A detective uses clues to solve a mystery. In relationships, many of our actions and reactions can be seen as clues. They point to the mystery of what’s going on beneath the surface – within us. They are pieces to the puzzle of what is really in our hearts. The card CLUES invites you to take a deeper look at the actions, thoughts, or reactions that affect your relationship. If you look below their surface, you may find deeper feelings, needs, or wants – important things in your heart that you are not really expressing to your partner.
Healthy relating involves knowing – and saying – what you truly feel, need, or want. If you don’t do this, you multiply problems and never deal with the real issues. Simply put, you won’t get your real needs met in your relationship until you recognize them – and constructively voice what they are.
This card asks you to develop your skills as a detective. Be alert for the clues that can help you solve the puzzle of what’s really going on inside of you – and inside your partner. Clues come in a variety of forms: frustrations, irritations, anger, fights, escape fantasies, withdrawal, hurt feelings, judgments, complaints, criticism. All of these reactions are big clues. Each points to something that your heart needs but is not getting at that moment.
Consider the last time you criticized a partner or reacted to them negatively. This card challenges you to uncover the positive message within any negative reaction you are having. Find the positive thing, deep in your heart, that you truly want or need in that situation.
Often the message is that you need something rather basic, like acceptance, appreciation, respect, trust, understanding, caring, or connecting. But this can be very hard to recognize or state to your partner. Even though we all share such basic human needs, we may feel shy about admitting we have them. Nonetheless, directly revealing a true want or need is the healthiest, clearest way to go about getting it met!
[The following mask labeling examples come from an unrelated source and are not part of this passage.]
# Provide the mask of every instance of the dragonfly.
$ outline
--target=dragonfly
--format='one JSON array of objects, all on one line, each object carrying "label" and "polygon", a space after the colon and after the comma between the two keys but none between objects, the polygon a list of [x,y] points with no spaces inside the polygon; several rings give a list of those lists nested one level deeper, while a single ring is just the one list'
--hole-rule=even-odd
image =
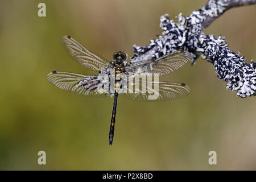
[{"label": "dragonfly", "polygon": [[[158,95],[156,99],[149,100],[150,92],[137,92],[136,93],[127,93],[118,92],[123,88],[120,86],[123,77],[121,74],[134,76],[139,74],[153,74],[161,76],[172,72],[181,67],[191,59],[191,54],[186,51],[176,51],[158,59],[150,59],[141,61],[127,61],[127,56],[122,51],[113,54],[113,60],[108,60],[104,57],[88,50],[71,36],[65,35],[61,39],[61,44],[68,54],[82,67],[97,72],[98,74],[85,75],[63,71],[53,71],[47,76],[47,81],[52,85],[75,94],[89,97],[114,97],[110,126],[109,133],[109,145],[113,144],[115,128],[117,98],[121,94],[124,98],[137,101],[159,101],[180,98],[188,96],[189,88],[184,83],[152,81],[157,84]],[[99,89],[102,84],[102,77],[104,73],[106,80],[113,80],[114,89]],[[123,82],[127,82],[125,80]],[[107,81],[109,86],[111,81]],[[106,84],[106,83],[105,83]],[[124,85],[124,84],[123,84]],[[124,87],[124,86],[123,86]],[[138,88],[142,90],[143,86]],[[152,93],[152,92],[151,92]]]}]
The card CLUES encourages you to act with gentleness and courage. Learn to pursue clues in yourself by getting in touch with the deeper desires of your heart. In troubling moments, during difficult times, or whenever you start to react, stop for a while, and breathe deeply. Quietly contact your heart and ask, “What basic human need am I experiencing? What do I really want? What is my deeper, positive intention here?”
Wait for an answer – one that voices a clear and positive message. Then communicate about this with your partner in a respectful, constructive way. Also ask your partner, “What do you truly want or need at this moment?” Allow them to find, and voice, their own answer to that question.
You may be pleasantly surprised if you earnestly – and compassionately – pursue such clues. You may discover pieces to the puzzle of relating that have long eluded you. Instead of losing yourself in fruitless reactions, you can come to know the deeper yearnings of your heart. By respectfully sharing these depths with your partner – in a positive way that they can hear and respond to – you will open new doors. Moving through these doors, you can find the fulfilling, satisfying relationship that you truly want – and deserve – to share!